This is an odd sort of memoir. It’s not so much a memoir of Garrison Keillor, in particular, as it is of the world he grew up in. It’s a story of a small Minnesotan town, called Lake Wobegon. I’m always amazed by memoir. How do people seem to remember so much of their childhoods? When I look back, it’s a blur of nuns and jacarandas and cousins. I suspect it’s all rather fuzzy really for most people, and that memoir should in fact be filed under fiction. I read recently that the age at which children can form memories is exactly the same age at which they understand the concept of story. This I think is revealing, raising the question if after all memories are much more than fiction.
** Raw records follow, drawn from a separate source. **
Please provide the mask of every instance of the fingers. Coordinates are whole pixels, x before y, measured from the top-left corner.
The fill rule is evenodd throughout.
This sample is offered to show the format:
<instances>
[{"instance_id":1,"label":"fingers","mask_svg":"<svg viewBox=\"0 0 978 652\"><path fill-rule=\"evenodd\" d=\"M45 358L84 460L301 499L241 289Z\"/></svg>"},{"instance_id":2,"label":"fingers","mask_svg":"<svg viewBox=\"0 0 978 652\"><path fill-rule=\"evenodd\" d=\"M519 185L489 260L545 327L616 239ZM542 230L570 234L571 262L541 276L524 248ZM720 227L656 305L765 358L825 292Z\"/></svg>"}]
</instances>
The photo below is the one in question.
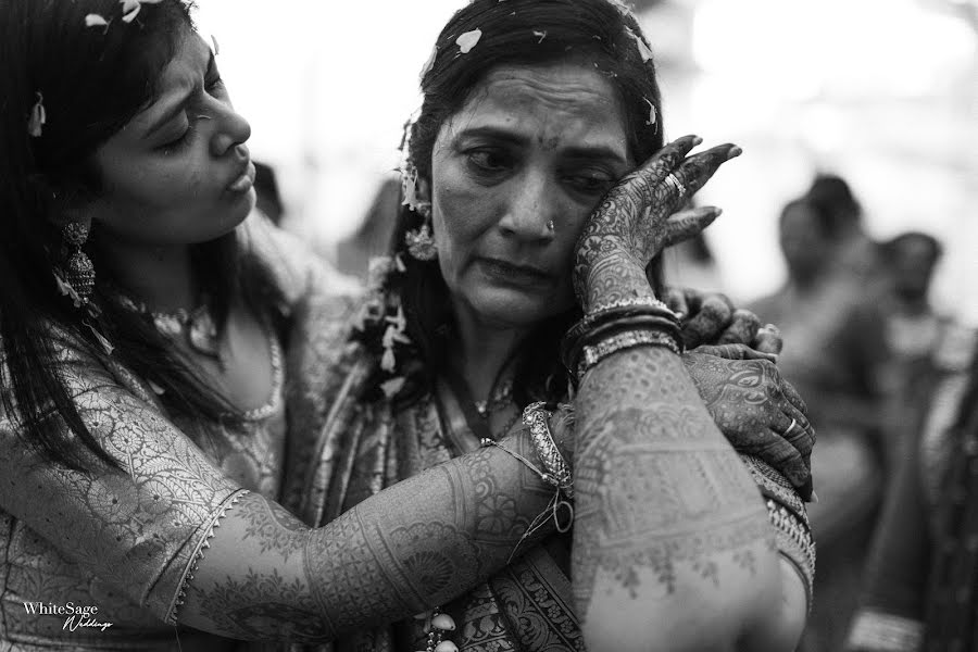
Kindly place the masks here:
<instances>
[{"instance_id":1,"label":"fingers","mask_svg":"<svg viewBox=\"0 0 978 652\"><path fill-rule=\"evenodd\" d=\"M662 301L665 302L666 306L680 319L689 314L689 303L686 301L687 290L681 288L666 288L665 293L662 297Z\"/></svg>"},{"instance_id":2,"label":"fingers","mask_svg":"<svg viewBox=\"0 0 978 652\"><path fill-rule=\"evenodd\" d=\"M776 355L755 351L747 344L700 344L693 351L716 355L726 360L766 360L772 363L777 362Z\"/></svg>"},{"instance_id":3,"label":"fingers","mask_svg":"<svg viewBox=\"0 0 978 652\"><path fill-rule=\"evenodd\" d=\"M751 451L752 455L761 457L773 468L779 471L797 489L800 490L806 485L811 485L812 469L798 449L770 429L765 430L763 440L763 446ZM807 500L805 496L802 498Z\"/></svg>"},{"instance_id":4,"label":"fingers","mask_svg":"<svg viewBox=\"0 0 978 652\"><path fill-rule=\"evenodd\" d=\"M700 310L692 315L681 329L687 349L702 343L714 343L734 318L734 304L724 294L707 294L702 299Z\"/></svg>"},{"instance_id":5,"label":"fingers","mask_svg":"<svg viewBox=\"0 0 978 652\"><path fill-rule=\"evenodd\" d=\"M785 399L794 406L795 410L801 412L804 415L808 414L808 405L805 403L805 400L801 398L801 394L798 393L798 390L794 389L794 386L781 378L781 393L785 396Z\"/></svg>"},{"instance_id":6,"label":"fingers","mask_svg":"<svg viewBox=\"0 0 978 652\"><path fill-rule=\"evenodd\" d=\"M686 189L685 198L692 197L697 193L697 191L706 185L706 181L710 180L719 166L729 161L730 159L736 159L741 154L742 150L734 143L727 142L724 145L718 145L716 147L712 147L709 150L698 152L692 154L691 156L687 156L679 167L673 171L673 174L676 176L676 180L679 181L679 185ZM668 176L668 175L666 175ZM675 192L675 199L678 200L679 192L674 188L670 190Z\"/></svg>"},{"instance_id":7,"label":"fingers","mask_svg":"<svg viewBox=\"0 0 978 652\"><path fill-rule=\"evenodd\" d=\"M785 340L781 339L781 331L778 330L777 326L774 324L766 324L757 329L757 334L754 336L754 341L751 342L751 346L758 351L777 355L781 352Z\"/></svg>"},{"instance_id":8,"label":"fingers","mask_svg":"<svg viewBox=\"0 0 978 652\"><path fill-rule=\"evenodd\" d=\"M734 317L719 340L722 344L750 344L761 328L761 318L742 308L734 311Z\"/></svg>"},{"instance_id":9,"label":"fingers","mask_svg":"<svg viewBox=\"0 0 978 652\"><path fill-rule=\"evenodd\" d=\"M698 236L720 216L722 209L702 206L674 213L665 223L665 247L678 244Z\"/></svg>"}]
</instances>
LAKE WOBEGON is in any case a charming and touching piece of fiction, capturing very well the provincial Midwest, where people are astoundingly parochial, and astonishingly kind. Keillor runs a popular radio show, which is very funny, and this book is comic too. Here’s one quick sample – men on a duck hunt:
Of these grizzled old comrades in their big jackets and brown ponchos, gray-haired veterans of so many hunts, good pals and true, the finest men by God that you could ever hope to meet – who knows which ones will never see another October? They all are well into heart-attack country now, where life’s road gets steep and a man is easily winded. Women go on and on but men drop like flies around this age.
I like this, about women going on and on. Perhaps it’s some kind of late payment for having to have legs, have babies, etc.